If you really need a crate I think the Barjo ones are sturdy enough, expensive, but last forever and can re-sell very easily.


----------



## mermaid (Nov 6, 2010)

Thanks will try them, and I've got an old lead I didn't think of that. Had been thinking about getting one of them climbing clips to fasten the door closed.

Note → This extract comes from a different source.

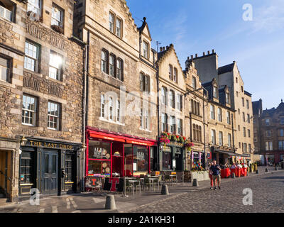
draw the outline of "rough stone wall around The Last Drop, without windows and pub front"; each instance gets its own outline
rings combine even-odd
[[[13,152],[13,183],[9,188],[11,193],[7,192],[13,200],[18,197],[19,148],[23,136],[82,143],[84,50],[72,40],[73,1],[40,1],[36,15],[28,11],[28,1],[3,0],[1,3],[13,12],[11,21],[0,17],[0,57],[9,60],[10,64],[9,78],[0,79],[0,115],[6,116],[0,119],[0,138],[6,145],[2,146],[4,142],[1,142],[0,147]],[[62,28],[50,26],[53,6],[62,12]],[[33,54],[28,55],[26,42],[37,47]],[[62,67],[58,70],[60,79],[49,76],[51,51],[62,57]],[[31,55],[35,59],[32,68],[24,63],[25,56]],[[35,98],[35,121],[32,124],[22,123],[23,95]],[[58,130],[48,128],[48,101],[60,106]],[[11,143],[16,145],[10,146]]]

She's happy in her crate unless she knows I've gone out. Then she seems to think it's her chance to cause utter destruction. She does eat things she shouldn't, have caught her with a lighter (empty of fluid by then) but also completely wrecking the doors.


----------



## mermaid (Nov 6, 2010)

Def going to have to invest in a stronger crate, came home from school run having fastened the door shut with lead clips to find she had popped one side and the roof off, happily munching raw potatoes in the crate when I got back which have made her sick  

Have put her back in so she knows she can't keep coming out and getting away with it, and now shes quiet and not trying to get out because she knows I'm home.


----------



## Nonnie (Apr 15, 2009)

When i first got Oscar, i had one of these Dog boxes, Dog Kennels, Dog Cages, Dog Beds, Pet Carriers and Dog Trailers - Lintran. Very strong, although my Oz never tried to get out of it to my knowledge.

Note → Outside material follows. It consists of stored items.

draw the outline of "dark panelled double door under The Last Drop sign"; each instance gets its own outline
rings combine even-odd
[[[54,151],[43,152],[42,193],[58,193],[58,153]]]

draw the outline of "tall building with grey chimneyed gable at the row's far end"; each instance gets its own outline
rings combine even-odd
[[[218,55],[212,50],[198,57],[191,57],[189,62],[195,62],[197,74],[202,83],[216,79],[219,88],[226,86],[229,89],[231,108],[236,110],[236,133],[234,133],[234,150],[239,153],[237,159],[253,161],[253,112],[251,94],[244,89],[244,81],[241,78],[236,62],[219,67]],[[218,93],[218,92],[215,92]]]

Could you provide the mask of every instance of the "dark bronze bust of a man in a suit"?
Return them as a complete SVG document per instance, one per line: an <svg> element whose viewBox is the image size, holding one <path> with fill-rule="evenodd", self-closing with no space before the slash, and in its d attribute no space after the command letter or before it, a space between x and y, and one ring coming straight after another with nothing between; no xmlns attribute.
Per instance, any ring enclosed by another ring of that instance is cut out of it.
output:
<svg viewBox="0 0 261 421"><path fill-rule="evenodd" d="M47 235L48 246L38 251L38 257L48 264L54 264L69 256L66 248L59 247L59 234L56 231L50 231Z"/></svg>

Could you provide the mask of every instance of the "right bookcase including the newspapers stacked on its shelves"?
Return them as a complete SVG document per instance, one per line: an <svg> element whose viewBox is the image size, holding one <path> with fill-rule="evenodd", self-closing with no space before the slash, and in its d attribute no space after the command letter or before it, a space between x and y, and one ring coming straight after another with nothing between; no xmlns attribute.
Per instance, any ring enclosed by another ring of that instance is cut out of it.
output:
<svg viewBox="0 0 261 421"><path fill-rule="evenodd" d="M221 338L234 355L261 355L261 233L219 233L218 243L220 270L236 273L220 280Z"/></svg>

Pricey though, so would depend on how much you are willing to spend out.


----------



## archiebaby (Feb 25, 2008)

how about the dog health puppy pen ( very sturdy) or cruft playpen?


----------



## mermaid (Nov 6, 2010)

The dog health one looks pretty good. We don't want to spend too much, but would rather pay a bit more than have her destroy another one. The sides are bent out of shape on the one we've got now so needs to be fairly strong metal.. think this is just lightweigh aluminium.

Thanks for help


----------



## chrisd (Aug 25, 2011)

When I was training my puppy I used one of these:

Heavy Duty Fold Away Pet Carrier (Blue)

They're impossible for the dog to chew because its all one piece of material which means no escape! They're portable too.

Good Luck!


----------



## archiebaby (Feb 25, 2008)

mermaid said:


> The dog health one looks pretty good. We don't want to spend too much, but would rather pay a bit more than have her destroy another one. The sides are bent out of shape on the one we've got now so needs to be fairly strong metal.. think this is just lightweigh aluminium.
> 
> Thanks for help


i have a dog health one and crufts freedom playpen and much prefer the dog health one mine is 4ft wide by 3ft high and i dont think they feel so enclosed because no top on do you leave it open all day for him to just use when he wants as well


----------



## mermaid (Nov 6, 2010)

Yes she has access to it all day. We've recently moved so she doesn't choose to go in it as much as she used to, because there's now a dining room in between the living room and kitchen, crate is in kitchen as everywhere else is carpetted. She needs a top on though, she used to jump our 6ft fences - but just to sit outside the front door waiting to be let back in


----------



## archiebaby (Feb 25, 2008)

mermaid said:


> Yes she has access to it all day. We've recently moved so she doesn't choose to go in it as much as she used to, because there's now a dining room in between the living room and kitchen, crate is in kitchen as everywhere else is carpetted. She needs a top on though, she used to jump our 6ft fences - but just to sit outside the front door waiting to be let back in


lol sounds about right


----------



## TheFredChallenge (Feb 17, 2011)

Thoroughly recommend SAVIC crates. Available on Amazon and others. Best thing we've ever bought!!!
We have the XL one for our Lab. :thumbup:


----------